Vic, what a relief that you have come along with some solid data on the DC part of this question. I've been silently gnawing my tongue here after reading some of the earlier posts on DC in inductors.
I've always viewed an inductor as a series device that always works to keep the current constant--if at zero, then zero, if at some value, then that value. It does this by building and collapsing its internal magnetic field. If it has an iron core, its capacity to build magnetic field is greatly increased but any coil, even air cores, work this same way.
Your first scope trace shows this as a voltage is applied to a coil at zero amps. The coil holds back the full level of current for a time as it builds its field. Once the circuit resistance becomes the current limiting factor, the field holds steady at a high level and the current holds steady at a high level. Under these steady state conditions, the circuit doesn't "see" the inductive part of the coil.
Your second trace isn't really applicable here because the iron core was moving generating a new voltage but the third trace is to be compared with the first except that there is now an iron core instead of an air core. The currents are similar with the time it takes to build the much larger field being longer. But, as before, once the field is fully built and the circuit resistance limits the current, it is as if the coil wasn't there.
In fact, as demonstrated, coils are used to avoid inrush in DC circuits.
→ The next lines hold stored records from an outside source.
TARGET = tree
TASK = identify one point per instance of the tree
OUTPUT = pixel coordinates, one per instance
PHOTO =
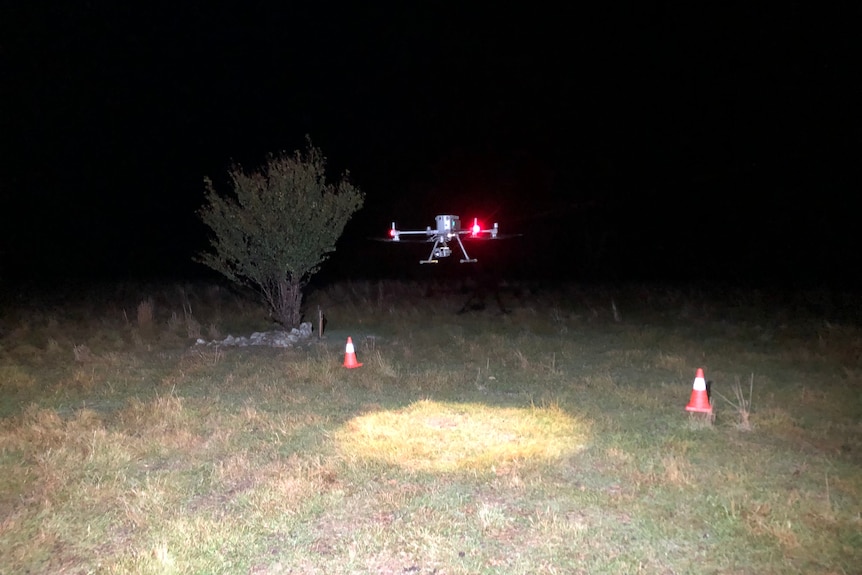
(277, 228)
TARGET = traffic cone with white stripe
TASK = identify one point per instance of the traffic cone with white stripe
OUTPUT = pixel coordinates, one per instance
(350, 355)
(699, 401)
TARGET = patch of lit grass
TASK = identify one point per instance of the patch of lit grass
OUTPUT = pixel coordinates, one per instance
(442, 437)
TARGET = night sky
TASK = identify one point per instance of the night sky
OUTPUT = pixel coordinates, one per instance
(651, 140)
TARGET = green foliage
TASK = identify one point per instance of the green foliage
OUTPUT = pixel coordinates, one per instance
(278, 227)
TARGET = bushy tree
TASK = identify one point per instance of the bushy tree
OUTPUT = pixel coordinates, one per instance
(277, 228)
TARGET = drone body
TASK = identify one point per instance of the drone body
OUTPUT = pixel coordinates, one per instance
(447, 230)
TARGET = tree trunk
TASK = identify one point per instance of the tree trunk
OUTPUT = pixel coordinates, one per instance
(288, 302)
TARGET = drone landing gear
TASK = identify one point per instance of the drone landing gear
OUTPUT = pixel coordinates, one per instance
(441, 250)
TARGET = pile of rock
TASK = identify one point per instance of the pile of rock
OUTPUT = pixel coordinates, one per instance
(266, 338)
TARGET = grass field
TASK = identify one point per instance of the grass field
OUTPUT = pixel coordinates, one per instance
(550, 439)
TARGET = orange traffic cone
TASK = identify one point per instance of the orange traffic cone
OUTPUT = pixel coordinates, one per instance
(699, 397)
(350, 355)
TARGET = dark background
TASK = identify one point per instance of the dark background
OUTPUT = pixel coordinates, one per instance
(650, 140)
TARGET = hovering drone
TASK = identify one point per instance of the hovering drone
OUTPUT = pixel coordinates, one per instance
(447, 230)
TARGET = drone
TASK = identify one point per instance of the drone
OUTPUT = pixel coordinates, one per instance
(447, 230)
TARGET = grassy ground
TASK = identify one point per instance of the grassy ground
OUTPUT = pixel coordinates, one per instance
(551, 439)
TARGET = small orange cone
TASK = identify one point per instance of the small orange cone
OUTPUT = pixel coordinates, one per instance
(350, 355)
(699, 397)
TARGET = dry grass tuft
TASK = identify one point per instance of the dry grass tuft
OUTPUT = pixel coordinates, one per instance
(741, 404)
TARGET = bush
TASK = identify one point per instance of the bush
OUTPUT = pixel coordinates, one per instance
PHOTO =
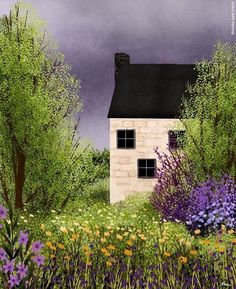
(212, 204)
(175, 180)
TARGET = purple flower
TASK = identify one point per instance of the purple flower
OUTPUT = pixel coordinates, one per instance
(23, 239)
(22, 270)
(3, 254)
(9, 266)
(37, 246)
(3, 212)
(13, 280)
(39, 260)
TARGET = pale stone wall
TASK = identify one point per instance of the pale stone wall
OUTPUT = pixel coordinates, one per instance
(150, 133)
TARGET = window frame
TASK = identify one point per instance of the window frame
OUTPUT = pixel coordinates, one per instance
(125, 138)
(146, 168)
(178, 146)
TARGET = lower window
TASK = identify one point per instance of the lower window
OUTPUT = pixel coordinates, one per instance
(146, 168)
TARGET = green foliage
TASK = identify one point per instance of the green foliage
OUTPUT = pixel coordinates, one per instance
(39, 158)
(209, 115)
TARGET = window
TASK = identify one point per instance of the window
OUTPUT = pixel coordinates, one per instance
(176, 138)
(146, 168)
(125, 138)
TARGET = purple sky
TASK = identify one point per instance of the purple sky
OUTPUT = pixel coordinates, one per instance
(89, 32)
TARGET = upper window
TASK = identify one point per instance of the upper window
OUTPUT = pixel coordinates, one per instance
(146, 168)
(176, 138)
(125, 138)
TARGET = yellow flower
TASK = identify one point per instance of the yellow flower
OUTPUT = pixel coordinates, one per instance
(167, 254)
(183, 259)
(128, 252)
(49, 234)
(108, 263)
(48, 244)
(60, 246)
(42, 227)
(129, 242)
(53, 248)
(111, 247)
(133, 237)
(119, 237)
(103, 250)
(193, 252)
(74, 237)
(64, 230)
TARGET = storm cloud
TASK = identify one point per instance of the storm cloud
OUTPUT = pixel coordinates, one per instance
(89, 32)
The part that isn't shown by your traces, however, is what happens when the circuit opens and the current is supposed to fall immediately to zero. Remember that the nature of an inductor is to try to maintain the current the same, whatever it is. As soon as the circuit is opened, the coil uses the stored energy in its field to keep the current flowing at whatever steady state level it was at. The coil will exhaust all of its stored energy in this attempt.
Now, those of you with a calculator close by: if voltage = current times resistance and this coil is trying to push a finite amount of current across an open circuit (someone opened the switch, remember!), that would be a number times infinity which, in my world is very large! Since the inductor knows nothing but to keep the current flow constant and has no sense of voltage whatever, it will continue to increase the voltage across the gap until either it, or some insulation somewhere, or the switch contacts arc over. We've all been victimized by the stored energy in DC inductors this way, I would think. That is why, on DC coils, a flyback diode is normally installed so this current simply recirculates around the coil and no arc voltage surge occurs.
Vic, you might just want to reconnect your test rig and show us some traces of what happens when the circuit is opened. I would caution you to properly protect your test equipment from overvoltage.
Thanks again, Vic.